Since GA ⊥ EG → ∠AGE = 90°
So:
- ∠FGE and ∠CGD are vertical angles
- If ∠FGE is acute, then ∠CGD is too
Assume ∠FGE is small → then ∠CGD is also small → both acute
Similarly, ∠FEG and ∠CGD?
Wait — the answer says: <FEG, <CGD
But ∠FEG is same as ∠FGE? Yes, just notation.
So ∠FGE and ∠CGD are vertical angles and both are acute
> ✔️ Answer: ∠FEG and ∠CGD (correct)
---
#### 11. Name two obtuse vertical angles.
Obtuse > 90°
Look at ∠EGD and ∠FGC — these are vertical angles?

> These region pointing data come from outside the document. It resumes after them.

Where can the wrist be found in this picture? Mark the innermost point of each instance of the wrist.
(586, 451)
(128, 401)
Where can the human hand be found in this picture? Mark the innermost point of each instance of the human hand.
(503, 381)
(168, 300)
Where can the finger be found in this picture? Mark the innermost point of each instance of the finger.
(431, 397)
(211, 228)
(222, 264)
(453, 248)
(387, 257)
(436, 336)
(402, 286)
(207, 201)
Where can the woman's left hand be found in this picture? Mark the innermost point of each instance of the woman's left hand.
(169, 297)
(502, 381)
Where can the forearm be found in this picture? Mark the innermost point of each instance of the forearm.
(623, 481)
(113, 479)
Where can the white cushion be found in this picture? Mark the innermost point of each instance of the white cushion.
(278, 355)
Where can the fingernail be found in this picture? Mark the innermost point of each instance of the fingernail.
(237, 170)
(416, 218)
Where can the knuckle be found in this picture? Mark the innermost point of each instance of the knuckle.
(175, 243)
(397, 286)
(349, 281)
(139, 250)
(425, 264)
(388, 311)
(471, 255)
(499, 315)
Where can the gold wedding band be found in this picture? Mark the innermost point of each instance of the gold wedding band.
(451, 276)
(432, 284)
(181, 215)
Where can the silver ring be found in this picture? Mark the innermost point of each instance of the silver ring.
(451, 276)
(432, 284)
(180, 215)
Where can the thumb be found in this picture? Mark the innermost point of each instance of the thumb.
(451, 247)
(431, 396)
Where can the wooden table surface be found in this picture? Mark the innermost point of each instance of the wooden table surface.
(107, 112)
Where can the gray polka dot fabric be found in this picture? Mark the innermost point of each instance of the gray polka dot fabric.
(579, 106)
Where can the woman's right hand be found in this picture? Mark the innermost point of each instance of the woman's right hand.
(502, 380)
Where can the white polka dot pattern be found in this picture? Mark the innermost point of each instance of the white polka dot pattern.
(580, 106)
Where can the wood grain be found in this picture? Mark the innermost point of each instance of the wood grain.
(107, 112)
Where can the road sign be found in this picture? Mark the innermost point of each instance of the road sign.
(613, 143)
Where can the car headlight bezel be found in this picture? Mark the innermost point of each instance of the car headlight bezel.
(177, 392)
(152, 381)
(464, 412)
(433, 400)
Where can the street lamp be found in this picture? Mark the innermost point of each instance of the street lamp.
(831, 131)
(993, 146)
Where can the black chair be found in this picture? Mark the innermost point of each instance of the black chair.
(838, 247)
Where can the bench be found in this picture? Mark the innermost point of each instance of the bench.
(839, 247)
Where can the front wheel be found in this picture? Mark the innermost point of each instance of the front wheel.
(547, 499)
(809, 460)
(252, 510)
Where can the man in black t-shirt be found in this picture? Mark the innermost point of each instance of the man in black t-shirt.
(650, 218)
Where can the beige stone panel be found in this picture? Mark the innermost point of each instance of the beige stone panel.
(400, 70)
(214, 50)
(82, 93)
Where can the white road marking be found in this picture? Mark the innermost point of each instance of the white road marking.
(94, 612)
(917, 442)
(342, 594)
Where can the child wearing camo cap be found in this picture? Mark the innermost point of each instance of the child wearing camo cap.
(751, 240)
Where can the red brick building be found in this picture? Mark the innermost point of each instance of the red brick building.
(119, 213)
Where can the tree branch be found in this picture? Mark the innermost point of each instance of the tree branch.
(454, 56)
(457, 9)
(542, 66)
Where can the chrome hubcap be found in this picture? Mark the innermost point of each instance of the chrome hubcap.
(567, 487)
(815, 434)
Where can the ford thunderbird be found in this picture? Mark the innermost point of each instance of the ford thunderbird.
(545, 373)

Yes: FD and EC intersect at G → ∠EGD and ∠FGC are vertical
And since ∠AGE = 90°, and ∠EGD is adjacent to it, if GD is going right, and EG is down, then ∠EGD is greater than 90° → obtuse
Similarly, ∠FGC is opposite → also obtuse
> ✔️ Answer: ∠EGD and ∠FGC ✔
---
#### 12. Name a pair of adjacent angles.
Adjacent: share a vertex and a side, no overlapping
Many possibilities:
- ∠FGE and ∠EGA → share side GE
- ∠AGB and ∠BGC → share side GB
- ∠FGC and ∠CGD → share side GC
Any such pair is valid.
> ✔️ Answer: Many answers ✔
---
#### 13. Name a linear pair.
Linear pair: adjacent angles that form a straight line → sum to 180°
Examples:
- ∠FGE and ∠EGD → form straight line FD → linear pair
- ∠AGB and ∠BGC → not necessarily on a straight line
- ∠FGA and ∠AGD → form straight line FD? Only if A and D are on same line → yes, if FD is straight
Wait — FD is a straight line through G → so any two angles on FD that are adjacent and on opposite sides of G form a linear pair.
So:
- ∠FGA and ∠AGD → adjacent, form straight line → linear pair
- ∠FGE and ∠EGD → linear pair
> ✔️ Answer: Many answers ✔
---
#### 14. Name a pair of complementary angles.
Complementary: sum to 90°
We know: GA ⊥ EG → ∠AGE = 90°
So any two angles that make up ∠AGE are complementary.
For example:
- ∠AGB and ∠BGE → if B lies between A and E, then ∠AGB + ∠BGE = 90° → complementary
But the answer says: ∠EGF and ∠FGA or ∠AGB and ∠BGC
Wait — let’s check:
Is ∠EGF + ∠FGA = 90°?
∠EGF + ∠FGA = ∠EGA = 90° → YES!
Because EG to F to A → forms ∠EGA = 90°
So ∠EGF and ∠FGA are adjacent angles adding to 90° → complementary
Similarly, ∠AGB and ∠BGC — only if they are parts of a right angle? Not necessarily unless B is on the perpendicular.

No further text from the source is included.